Estuve en Colombia, una sociedad entre la esperanza y la duda, entre la firma de la paz, que sería un punto de partida para cambios sustanciales en la convivencia y el desánimo de que no se logren acuerdos. ¿Adónde irán los desmovilizados, en qué trabajarán, cuál será la fuerza del narcotráfico y de las armas silenciadas pero que siguen poseyendo unos y otros? Un arma sin usar es un desafío casi imposible en manos de quienes las utilizaron durante décadas.

Cuando comenzó la aventura guerrillera, los deseos de cambios y justicia revolucionarios movilizaron a miles de campesinos, en un país donde la reforma agraria no se había realizado y estaba acostumbrada a que dos partidos se turnaran en el poder. Hoy 50 años y más después, la guerrilla está asociada al narcotráfico, asesinatos y secuestros. Quedaron bien lejos los ideales de justicia. El tiempo y el poder son potentes corrosivos.

Difícil vivir en esa incertidumbre. Conversando con personas de diferentes experiencias, estratos sociales, niveles económicos y religiones surgieron elementos que podrían ser una hoja de ruta para que la democracia, aquí y allá, sea una práctica verdadera.

Las personas y las organizaciones se están atreviendo a hablar, están perdiendo el miedo, pues el silencio es la otra cara del miedo, miedo a la represalia, a no ser oídos, a no ser comprendidos, miedo a que le pongan etiquetas, a que se conozca su verdad.

Así surgen las voces de las víctimas y de sus familiares, todas las víctimas del conflicto armado, víctimas de las FARC, de los paramilitares, de los militares.

Víctimas de secuestros, de desapariciones y de asesinatos.

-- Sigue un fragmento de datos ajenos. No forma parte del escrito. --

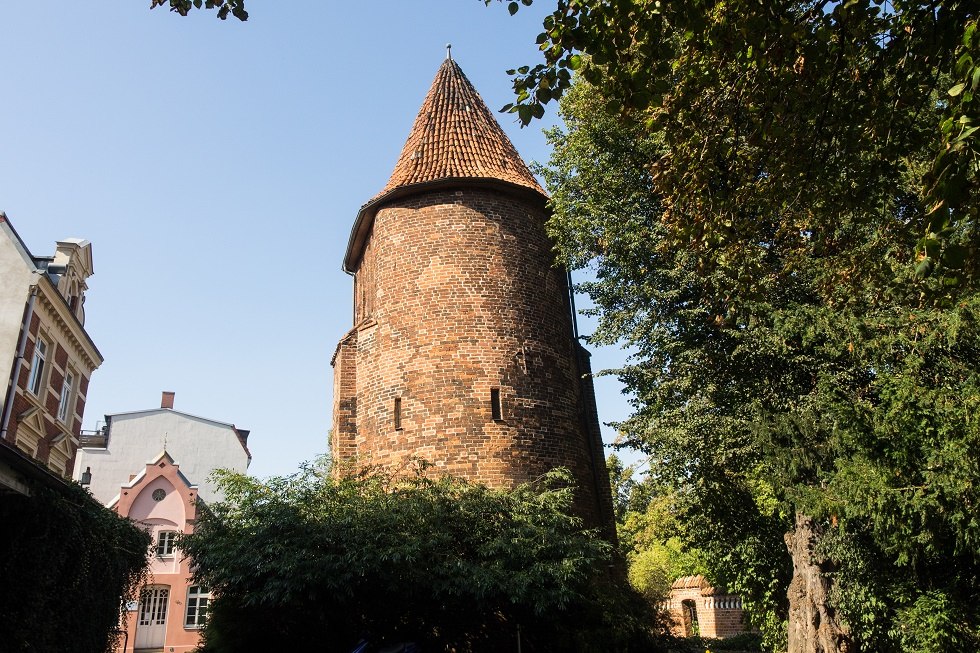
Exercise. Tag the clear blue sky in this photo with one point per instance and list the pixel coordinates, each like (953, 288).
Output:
(217, 167)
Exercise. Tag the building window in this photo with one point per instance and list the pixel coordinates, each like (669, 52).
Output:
(198, 598)
(495, 411)
(166, 543)
(64, 405)
(153, 606)
(34, 383)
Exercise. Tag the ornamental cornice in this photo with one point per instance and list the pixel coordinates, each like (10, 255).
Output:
(57, 314)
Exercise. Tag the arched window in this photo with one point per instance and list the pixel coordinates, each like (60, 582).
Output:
(691, 626)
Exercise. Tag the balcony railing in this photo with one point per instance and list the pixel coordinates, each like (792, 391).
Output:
(93, 439)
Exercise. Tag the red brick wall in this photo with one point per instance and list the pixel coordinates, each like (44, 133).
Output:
(457, 294)
(718, 615)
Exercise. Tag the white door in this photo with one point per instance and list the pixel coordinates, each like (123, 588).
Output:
(151, 623)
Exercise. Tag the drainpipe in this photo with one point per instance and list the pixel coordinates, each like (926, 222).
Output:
(8, 405)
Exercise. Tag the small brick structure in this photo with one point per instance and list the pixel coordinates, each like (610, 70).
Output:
(463, 350)
(697, 608)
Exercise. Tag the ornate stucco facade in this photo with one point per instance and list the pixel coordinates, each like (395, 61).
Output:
(45, 352)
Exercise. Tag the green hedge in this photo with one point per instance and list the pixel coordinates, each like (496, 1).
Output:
(67, 564)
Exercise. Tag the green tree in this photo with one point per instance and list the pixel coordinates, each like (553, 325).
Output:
(224, 8)
(811, 399)
(804, 108)
(317, 561)
(649, 532)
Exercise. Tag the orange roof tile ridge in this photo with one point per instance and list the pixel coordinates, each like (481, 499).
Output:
(456, 136)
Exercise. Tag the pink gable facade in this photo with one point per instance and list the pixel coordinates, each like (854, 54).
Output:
(170, 611)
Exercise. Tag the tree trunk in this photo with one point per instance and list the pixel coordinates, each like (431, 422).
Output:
(814, 626)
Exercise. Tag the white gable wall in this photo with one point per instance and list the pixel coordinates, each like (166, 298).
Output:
(198, 445)
(16, 277)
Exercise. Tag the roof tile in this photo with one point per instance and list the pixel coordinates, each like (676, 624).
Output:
(456, 136)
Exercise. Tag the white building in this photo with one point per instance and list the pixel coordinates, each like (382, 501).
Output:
(46, 356)
(121, 450)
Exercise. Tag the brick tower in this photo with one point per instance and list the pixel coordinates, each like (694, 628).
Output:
(463, 350)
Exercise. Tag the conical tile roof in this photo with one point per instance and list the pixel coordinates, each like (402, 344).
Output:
(456, 136)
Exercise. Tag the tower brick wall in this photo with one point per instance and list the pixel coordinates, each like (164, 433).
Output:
(456, 295)
(463, 350)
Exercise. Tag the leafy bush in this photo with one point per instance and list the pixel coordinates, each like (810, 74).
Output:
(317, 562)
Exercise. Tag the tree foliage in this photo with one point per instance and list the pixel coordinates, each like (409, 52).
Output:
(224, 8)
(803, 109)
(321, 561)
(649, 533)
(67, 565)
(814, 375)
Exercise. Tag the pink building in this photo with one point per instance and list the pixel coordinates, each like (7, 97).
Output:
(153, 466)
(171, 609)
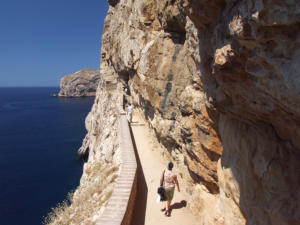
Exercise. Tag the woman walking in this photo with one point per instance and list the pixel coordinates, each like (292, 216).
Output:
(168, 180)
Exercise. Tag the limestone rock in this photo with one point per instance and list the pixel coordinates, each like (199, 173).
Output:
(81, 83)
(219, 83)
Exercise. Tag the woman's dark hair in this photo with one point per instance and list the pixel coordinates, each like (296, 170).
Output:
(170, 165)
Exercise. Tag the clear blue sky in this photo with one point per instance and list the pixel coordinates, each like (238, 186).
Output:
(43, 40)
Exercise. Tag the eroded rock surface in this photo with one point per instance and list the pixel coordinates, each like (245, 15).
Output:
(219, 83)
(81, 83)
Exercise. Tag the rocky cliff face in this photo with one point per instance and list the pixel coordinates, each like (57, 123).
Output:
(81, 83)
(219, 83)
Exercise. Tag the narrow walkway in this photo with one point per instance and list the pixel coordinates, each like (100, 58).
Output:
(150, 166)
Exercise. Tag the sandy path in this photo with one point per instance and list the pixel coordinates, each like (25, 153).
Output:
(150, 166)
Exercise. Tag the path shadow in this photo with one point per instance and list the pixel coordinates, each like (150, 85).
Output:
(139, 210)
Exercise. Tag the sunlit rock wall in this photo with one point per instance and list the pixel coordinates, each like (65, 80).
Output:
(219, 83)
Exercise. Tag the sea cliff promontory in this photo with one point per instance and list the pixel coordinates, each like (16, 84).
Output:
(218, 83)
(79, 84)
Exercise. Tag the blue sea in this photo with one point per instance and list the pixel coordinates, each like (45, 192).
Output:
(39, 139)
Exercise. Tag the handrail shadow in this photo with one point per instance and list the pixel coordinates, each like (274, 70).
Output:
(139, 210)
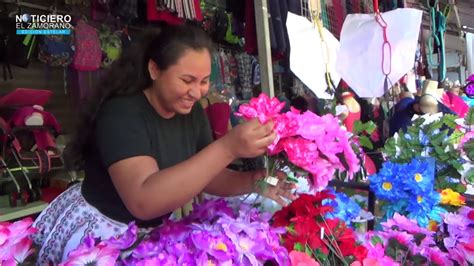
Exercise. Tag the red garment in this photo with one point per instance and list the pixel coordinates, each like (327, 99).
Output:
(153, 14)
(369, 165)
(356, 6)
(250, 34)
(350, 120)
(197, 8)
(455, 103)
(219, 116)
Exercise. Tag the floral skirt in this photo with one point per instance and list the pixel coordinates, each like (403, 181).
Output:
(65, 222)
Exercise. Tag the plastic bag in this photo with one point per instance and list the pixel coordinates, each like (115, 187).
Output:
(360, 56)
(308, 54)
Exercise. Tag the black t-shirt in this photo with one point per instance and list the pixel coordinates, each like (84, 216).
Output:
(130, 126)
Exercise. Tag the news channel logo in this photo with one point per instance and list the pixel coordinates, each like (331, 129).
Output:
(51, 24)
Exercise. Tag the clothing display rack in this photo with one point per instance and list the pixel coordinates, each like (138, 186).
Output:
(264, 49)
(51, 8)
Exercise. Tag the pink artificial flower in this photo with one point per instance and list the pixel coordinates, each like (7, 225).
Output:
(4, 234)
(263, 108)
(468, 249)
(285, 126)
(436, 256)
(22, 250)
(21, 229)
(15, 243)
(468, 136)
(98, 255)
(298, 258)
(376, 257)
(458, 256)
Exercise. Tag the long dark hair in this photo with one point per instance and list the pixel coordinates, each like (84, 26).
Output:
(129, 75)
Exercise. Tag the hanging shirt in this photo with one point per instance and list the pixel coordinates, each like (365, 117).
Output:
(455, 103)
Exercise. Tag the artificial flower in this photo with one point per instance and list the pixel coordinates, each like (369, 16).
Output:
(450, 197)
(125, 240)
(376, 256)
(89, 253)
(345, 208)
(298, 258)
(15, 242)
(307, 227)
(386, 184)
(262, 107)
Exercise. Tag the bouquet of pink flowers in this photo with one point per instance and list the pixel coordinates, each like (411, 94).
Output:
(15, 242)
(213, 234)
(316, 144)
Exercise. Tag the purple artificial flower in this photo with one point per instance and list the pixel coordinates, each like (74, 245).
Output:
(210, 210)
(205, 260)
(160, 259)
(147, 249)
(458, 230)
(220, 247)
(402, 237)
(402, 223)
(176, 230)
(246, 249)
(124, 241)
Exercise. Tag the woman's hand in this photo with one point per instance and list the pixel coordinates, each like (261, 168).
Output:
(281, 191)
(250, 139)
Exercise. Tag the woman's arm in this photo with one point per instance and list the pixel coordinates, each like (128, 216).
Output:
(231, 183)
(149, 192)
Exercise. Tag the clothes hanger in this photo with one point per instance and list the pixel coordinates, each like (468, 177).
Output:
(17, 10)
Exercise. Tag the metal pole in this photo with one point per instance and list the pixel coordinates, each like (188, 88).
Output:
(264, 49)
(469, 52)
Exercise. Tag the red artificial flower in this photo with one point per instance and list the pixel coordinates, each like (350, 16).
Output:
(470, 215)
(282, 217)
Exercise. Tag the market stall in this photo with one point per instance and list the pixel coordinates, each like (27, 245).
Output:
(370, 163)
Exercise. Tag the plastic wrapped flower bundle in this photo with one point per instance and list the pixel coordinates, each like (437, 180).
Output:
(408, 189)
(327, 241)
(403, 242)
(458, 235)
(213, 234)
(316, 144)
(344, 208)
(15, 242)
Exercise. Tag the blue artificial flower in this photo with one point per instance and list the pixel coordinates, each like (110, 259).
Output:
(419, 175)
(420, 206)
(345, 208)
(395, 207)
(424, 140)
(386, 184)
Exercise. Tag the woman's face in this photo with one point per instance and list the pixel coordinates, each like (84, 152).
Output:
(179, 87)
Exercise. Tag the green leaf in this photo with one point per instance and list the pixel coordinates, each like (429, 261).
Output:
(358, 127)
(450, 120)
(419, 238)
(469, 118)
(470, 176)
(299, 247)
(460, 188)
(456, 137)
(365, 142)
(376, 240)
(418, 259)
(371, 127)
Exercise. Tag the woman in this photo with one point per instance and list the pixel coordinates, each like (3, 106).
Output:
(146, 149)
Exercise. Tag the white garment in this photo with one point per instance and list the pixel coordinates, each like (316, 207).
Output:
(63, 225)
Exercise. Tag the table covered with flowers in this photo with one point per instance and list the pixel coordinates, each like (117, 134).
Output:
(421, 216)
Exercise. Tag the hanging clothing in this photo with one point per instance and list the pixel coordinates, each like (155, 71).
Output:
(455, 103)
(278, 13)
(250, 34)
(64, 224)
(154, 14)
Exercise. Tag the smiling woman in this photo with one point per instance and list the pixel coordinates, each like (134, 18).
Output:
(146, 146)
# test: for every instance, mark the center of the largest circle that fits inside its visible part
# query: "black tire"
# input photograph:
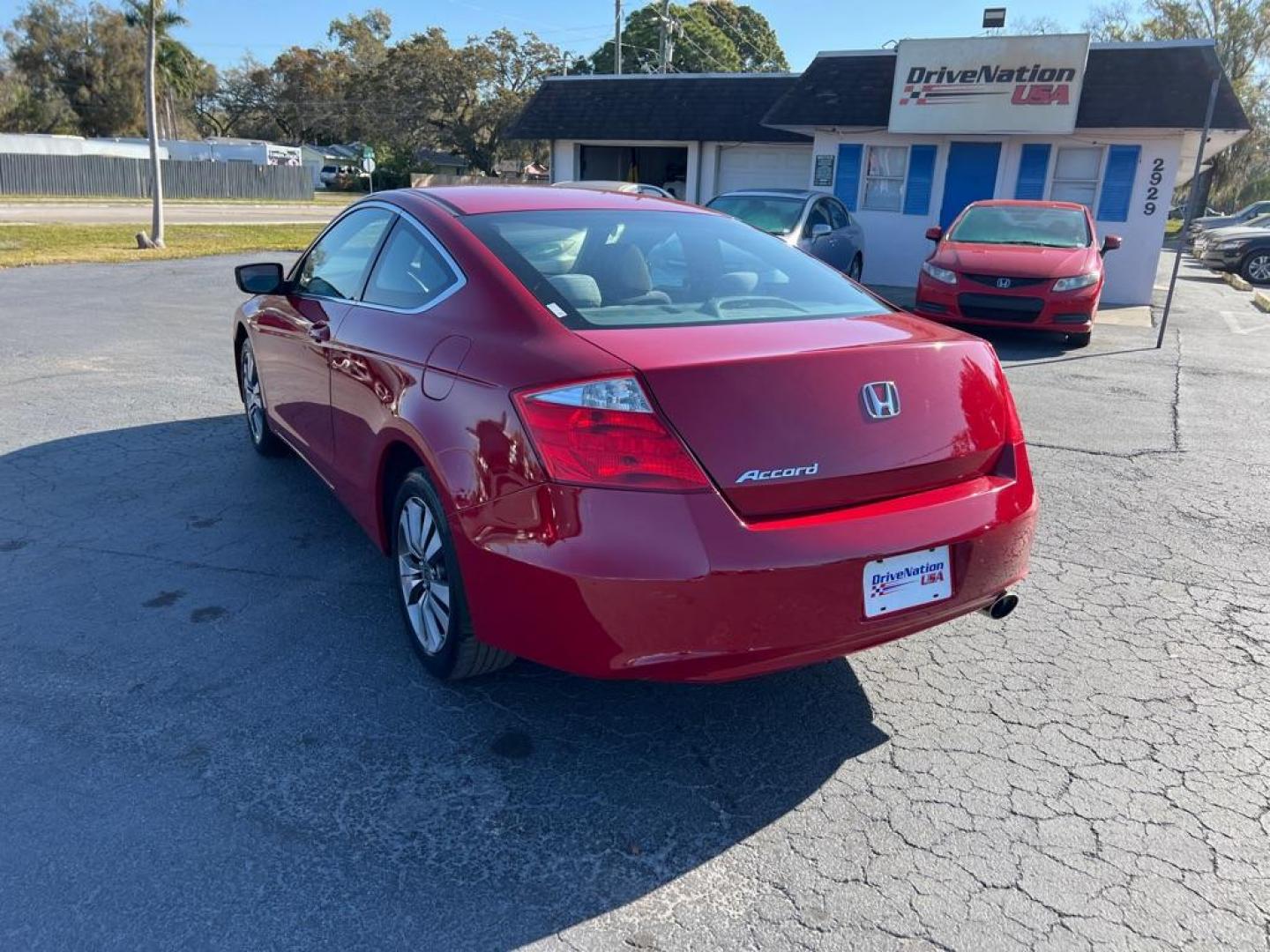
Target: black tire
(263, 438)
(1255, 268)
(459, 654)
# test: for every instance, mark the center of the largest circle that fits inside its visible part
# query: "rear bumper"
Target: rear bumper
(1064, 312)
(617, 584)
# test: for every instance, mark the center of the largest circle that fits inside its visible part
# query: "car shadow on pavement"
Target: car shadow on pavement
(216, 733)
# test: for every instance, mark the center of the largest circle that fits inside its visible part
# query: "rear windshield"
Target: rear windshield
(626, 268)
(776, 216)
(1022, 225)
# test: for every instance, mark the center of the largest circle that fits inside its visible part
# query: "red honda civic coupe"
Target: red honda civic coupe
(1016, 264)
(632, 438)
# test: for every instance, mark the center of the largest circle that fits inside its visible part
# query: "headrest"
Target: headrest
(624, 271)
(578, 290)
(736, 283)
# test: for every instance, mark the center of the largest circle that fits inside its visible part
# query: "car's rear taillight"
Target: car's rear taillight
(606, 433)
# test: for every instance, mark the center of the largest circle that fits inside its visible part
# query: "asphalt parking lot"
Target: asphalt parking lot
(213, 734)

Pero también víctimas de violaciones, no solo mujeres sino también hombres, Conocí que muchos hombres sobre todo líderes comunitarios fueron violados como una forma de humillarlos y mantenerlos callados. Ahora ellos también osan salir a la luz y hablar. Les ha costado mucho poder hacerlo y poder asumirlo. Es una experiencia que lleva estigmas más denigrantes que la violación a las mujeres.

Muchos colombianos preguntan de qué se trata una revolución que se proclama democrática, les parece contradictorio. La revolución se hace con armas sostienen. Y asiento que la re-volución es un proceso rápido, que salta varias etapas, pretende acelerar procesos, llevados de la mano de un líder, un partido o un movimiento que creen saber el rumbo por donde debe avanzar un país. Es como la erupción de un volcán, un tsunami, un terremoto. Que cambia paisajes, derrumba, sacude. Pero pasada la etapa de echar abajo lo que aparentemente está obsoleto hay que construir. Y la construcción siempre es más lenta. Toma tiempo gestar un niño, y que pueda vivir de manera independiente; toma tiempo que una planta nazca, germine, florezca y dé frutos. Y los procesos de cambios sociales requieren tiempo. Y sobre todo son necesarios todas las manos, todas las voces, todos los esfuerzos y todas las experiencias. Trazar juntos caminos que todos puedan recorrer.

Para construir es indispensable la democracia, el diálogo, los disensos, la separación de poderes. Necesita la participación, no de corifeos que repiten como eco las consignas de turno, sino todos los que son capaces de aportar soluciones a la meta de crear un mundo más justo y equitativo. La condición es perder el miedo que los poderosos usan para arrinconar, desautorizar, confrontar y si es necesario encarcelar. E incorporar los conflictos de manera constructiva en el tejido de lo cotidiano.